クリーン地殻エネルギー抽出のためのき裂型貯留層システムの設計
地殻深部からの熱抽出を設計するための学術的基礎の構築を目的として、人工的に作成した熱交換面を利用する次世代型地熱エネルギー開発ならびに既存地熱貯留層の性能向上に関する研究を行っている。地質情報から推定した天然き裂分布の複雑系モデルに基づく水圧破砕解析法、貯留層内の流体・熱移動解析法を連成させた長期抽熱性能予測シミュレーションコード(FRAC-SIM)を開発し、水圧破砕により誘起される貯留層の形状・規模、抽熱性能の経時変化を予測することを可能にしている。また、既存地熱貯留層の直下に拡がる水の臨界点を超える超高温岩体からの抽熱を目的とした先導的研究を行っている。

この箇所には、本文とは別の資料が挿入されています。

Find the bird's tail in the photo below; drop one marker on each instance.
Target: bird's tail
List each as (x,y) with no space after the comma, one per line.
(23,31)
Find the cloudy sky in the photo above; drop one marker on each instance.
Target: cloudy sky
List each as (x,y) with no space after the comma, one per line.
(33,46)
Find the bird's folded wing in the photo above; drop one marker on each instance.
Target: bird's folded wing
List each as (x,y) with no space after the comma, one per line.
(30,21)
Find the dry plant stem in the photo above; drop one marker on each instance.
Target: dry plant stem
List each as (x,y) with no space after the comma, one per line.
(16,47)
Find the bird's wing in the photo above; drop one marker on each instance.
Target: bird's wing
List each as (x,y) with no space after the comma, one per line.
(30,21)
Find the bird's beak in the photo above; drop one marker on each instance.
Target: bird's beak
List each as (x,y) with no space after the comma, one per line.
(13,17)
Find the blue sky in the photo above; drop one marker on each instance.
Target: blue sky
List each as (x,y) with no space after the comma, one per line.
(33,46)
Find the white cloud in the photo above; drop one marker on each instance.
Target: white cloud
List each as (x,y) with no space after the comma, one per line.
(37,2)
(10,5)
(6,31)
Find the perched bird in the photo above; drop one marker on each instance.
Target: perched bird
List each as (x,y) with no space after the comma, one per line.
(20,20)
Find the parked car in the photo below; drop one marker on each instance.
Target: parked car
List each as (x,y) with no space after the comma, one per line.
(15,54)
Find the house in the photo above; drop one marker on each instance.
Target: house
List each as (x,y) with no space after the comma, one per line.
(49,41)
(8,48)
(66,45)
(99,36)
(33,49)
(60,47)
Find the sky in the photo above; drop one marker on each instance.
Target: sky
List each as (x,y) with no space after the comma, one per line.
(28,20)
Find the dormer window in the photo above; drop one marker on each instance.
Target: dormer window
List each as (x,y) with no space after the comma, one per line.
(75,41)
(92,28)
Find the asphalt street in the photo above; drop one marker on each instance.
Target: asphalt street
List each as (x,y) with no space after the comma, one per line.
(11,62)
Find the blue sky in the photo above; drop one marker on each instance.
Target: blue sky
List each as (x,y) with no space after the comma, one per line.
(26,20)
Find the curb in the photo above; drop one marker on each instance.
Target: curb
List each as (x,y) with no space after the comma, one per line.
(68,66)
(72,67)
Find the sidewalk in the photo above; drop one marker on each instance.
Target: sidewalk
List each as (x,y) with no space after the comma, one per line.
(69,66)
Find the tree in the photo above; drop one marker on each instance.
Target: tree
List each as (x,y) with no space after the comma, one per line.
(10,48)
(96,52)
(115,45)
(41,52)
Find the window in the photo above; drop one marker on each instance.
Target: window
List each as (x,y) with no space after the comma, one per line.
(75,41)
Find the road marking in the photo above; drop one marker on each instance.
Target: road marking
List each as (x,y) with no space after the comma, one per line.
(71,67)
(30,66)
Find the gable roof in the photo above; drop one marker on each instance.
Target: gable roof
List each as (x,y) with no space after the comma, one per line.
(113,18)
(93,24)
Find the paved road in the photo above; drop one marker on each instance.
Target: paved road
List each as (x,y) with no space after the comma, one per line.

CO2地下貯留のための岩石/水/CO2相互作用と信頼性評価
CO2地下貯留のポテンシャルならびに信頼性を評価することを目的として、岩石/水/CO2系における短期および長期の物理・化学的相互作用に関する実験的研究を推進している。吸脱着等温線図を測定することにより、CO2の岩石への吸着現象が地下貯留に大きな影響を及ぼす可能性のあることをはじめて見出している。また、CO2貯留層の進展特性ならびに岩体の力学的・化学的安定性を評価するために、CO2地下注入の数値解析を行っている。地殻システムの工学による、CO2循環技術の構築を目指す。
不均質岩体中における物質移動挙動のモデル化
地下岩体中の物質移動の把握は地殻システムを設計するうえで、極めて重要である。一般に、地下岩体は天然き裂等の不均質性を有する複雑系媒体であり、多くの場合において、フィック則等の従来型モデルでは地殻内物質移動を適切に表現できないことが知られている。当研究チームでは、非整数階微分を用いた数学モデル等を活用して、複雑媒体中における物質移動モデルの開発を実施している。フィールドのトレーサ応答解析に基づき、不均質岩体における物質移動のグローバルな特性を把握するための方法論構築を目指している。